Team productivity is of obvious importance if you want to meet project milestones, but much of the advice meted out on how to achieve incremental gains in this area – like investing in staff and avoiding micromanagement – is also obvious.

Below are some of our favourite, and in some cases less obvious, tips for getting the most from your team. Let us know if you have any great tips of your own.

  1. Embrace technology

Laura Stack, the founder of an employee productivity training firm, believes companies should embrace technology if it aids flexibility and is practical for work purposes. “Buy into your employees’ willingness to work from anywhere,” she advises. “Give [employees] a secure, reliable way to share ideas and communicate, allowing them more flexibility and change-responsiveness.” You will, however, want to make sure the tools you provide don’t become a drain on productivity.

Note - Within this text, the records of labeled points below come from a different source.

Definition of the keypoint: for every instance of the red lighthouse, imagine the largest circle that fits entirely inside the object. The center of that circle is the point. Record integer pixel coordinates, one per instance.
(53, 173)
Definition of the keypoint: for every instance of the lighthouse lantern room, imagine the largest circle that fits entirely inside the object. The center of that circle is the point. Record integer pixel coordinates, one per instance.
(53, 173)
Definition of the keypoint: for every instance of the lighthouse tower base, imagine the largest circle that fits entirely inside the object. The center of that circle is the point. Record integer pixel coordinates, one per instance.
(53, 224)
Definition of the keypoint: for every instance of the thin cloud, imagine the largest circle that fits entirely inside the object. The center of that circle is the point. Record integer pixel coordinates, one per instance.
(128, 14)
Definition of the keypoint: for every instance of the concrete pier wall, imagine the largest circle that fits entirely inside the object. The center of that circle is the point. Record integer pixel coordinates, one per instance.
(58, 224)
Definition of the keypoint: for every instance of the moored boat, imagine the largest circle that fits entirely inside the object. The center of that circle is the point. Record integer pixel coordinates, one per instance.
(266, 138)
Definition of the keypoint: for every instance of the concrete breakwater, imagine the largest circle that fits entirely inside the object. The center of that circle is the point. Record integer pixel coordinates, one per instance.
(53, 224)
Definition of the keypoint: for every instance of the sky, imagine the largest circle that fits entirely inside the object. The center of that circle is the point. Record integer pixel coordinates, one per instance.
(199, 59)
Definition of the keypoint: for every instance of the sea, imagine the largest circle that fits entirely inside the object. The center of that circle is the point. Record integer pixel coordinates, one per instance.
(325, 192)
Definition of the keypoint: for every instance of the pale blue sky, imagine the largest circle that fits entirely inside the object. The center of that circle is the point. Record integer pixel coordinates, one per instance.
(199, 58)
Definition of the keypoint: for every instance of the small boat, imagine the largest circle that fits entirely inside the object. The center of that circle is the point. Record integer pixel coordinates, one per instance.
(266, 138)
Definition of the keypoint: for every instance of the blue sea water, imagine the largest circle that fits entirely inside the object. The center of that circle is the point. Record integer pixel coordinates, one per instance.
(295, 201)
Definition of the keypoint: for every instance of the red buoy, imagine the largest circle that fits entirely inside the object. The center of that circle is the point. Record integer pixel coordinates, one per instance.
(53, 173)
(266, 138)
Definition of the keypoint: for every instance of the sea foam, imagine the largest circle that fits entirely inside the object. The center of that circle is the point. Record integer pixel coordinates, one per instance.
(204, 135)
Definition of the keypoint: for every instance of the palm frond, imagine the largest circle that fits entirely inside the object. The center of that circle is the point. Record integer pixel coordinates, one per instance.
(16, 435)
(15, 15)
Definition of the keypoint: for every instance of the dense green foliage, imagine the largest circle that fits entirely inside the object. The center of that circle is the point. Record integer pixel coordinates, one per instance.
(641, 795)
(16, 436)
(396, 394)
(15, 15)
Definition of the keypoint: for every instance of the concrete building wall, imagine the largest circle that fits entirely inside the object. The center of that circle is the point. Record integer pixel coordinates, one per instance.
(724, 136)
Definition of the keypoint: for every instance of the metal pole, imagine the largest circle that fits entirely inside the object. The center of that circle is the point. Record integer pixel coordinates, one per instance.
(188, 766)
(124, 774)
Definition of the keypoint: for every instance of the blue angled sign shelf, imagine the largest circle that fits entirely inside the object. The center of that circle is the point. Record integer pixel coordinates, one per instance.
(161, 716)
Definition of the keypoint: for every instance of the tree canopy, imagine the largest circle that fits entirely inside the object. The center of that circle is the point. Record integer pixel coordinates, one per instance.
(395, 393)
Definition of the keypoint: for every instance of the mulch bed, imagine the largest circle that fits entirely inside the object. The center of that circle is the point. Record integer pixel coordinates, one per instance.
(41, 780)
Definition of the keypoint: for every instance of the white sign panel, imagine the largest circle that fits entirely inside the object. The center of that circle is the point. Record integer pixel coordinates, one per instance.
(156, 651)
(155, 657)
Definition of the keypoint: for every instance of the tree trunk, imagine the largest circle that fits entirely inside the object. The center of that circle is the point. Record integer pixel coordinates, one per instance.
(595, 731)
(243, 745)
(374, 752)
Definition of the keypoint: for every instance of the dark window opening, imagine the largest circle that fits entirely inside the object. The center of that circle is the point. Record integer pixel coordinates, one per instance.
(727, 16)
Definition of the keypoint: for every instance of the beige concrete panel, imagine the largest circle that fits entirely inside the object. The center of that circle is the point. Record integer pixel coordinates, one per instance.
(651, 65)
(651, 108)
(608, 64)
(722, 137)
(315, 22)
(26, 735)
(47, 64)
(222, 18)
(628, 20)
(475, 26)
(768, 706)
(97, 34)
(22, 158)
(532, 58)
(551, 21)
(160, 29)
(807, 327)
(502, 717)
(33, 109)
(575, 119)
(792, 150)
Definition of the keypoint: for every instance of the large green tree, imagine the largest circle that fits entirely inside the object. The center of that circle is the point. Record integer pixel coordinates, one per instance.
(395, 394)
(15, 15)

  1. Rethink procrastination

While you might gain insight by studying the psychology of procrastination, defeating it might just be a case of thinking differently.’s David Ciccarelli advises knocking things over immediately if they’ll only take a few minutes. “Avoid the dreaded, ‘I’ll get back to you’ statement and similarly the flagging of email messages that only require you re-reading the message to understand what needs to be done,” he writes in INC. “Take action immediately. Why have an unresolved issue swirling around in your memory?”

  1. The 20% no one can take

In addition to doing more things now, you may also find value in productivity coach Kimberly Medlock’s advice to hive off 90 minutes a day for your most important tasks. “Even if you squander the remaining 80 percent of the day, you can still make great progress if you have spent 90 minutes on your goals or priorities,” she says in Fast Company.

  1. Five minutes of disruption

David Dye, founder of leadership consultancy Trailblaze, believes team productivity can be enhanced by questioning the purpose of everything you’re doing for five minutes a month. “Every single task performed by every single member of your team should somehow serve the mission of your organisation. If it does not, it needs to be challenged, reexamined, and a better way found — or the task should simply be eliminated,” he advises. “In just five minutes, you will discover a renewed sense of purpose, people sit up taller, smile and have pride in what they’re doing.”

  1. Choose your mood

Daniel Goleman of Brainpower advises leaders to be acutely aware of their emotions. He warns against the effects of emotional contagion – or, in plain English, how the leader’s moods rub off on other team members. “When the team leader is in a positive mood, the group picks up on that feeling and their performance is enhanced,” he writes. “If the leader is in a negative mood, the group catches it and their performance suffers.”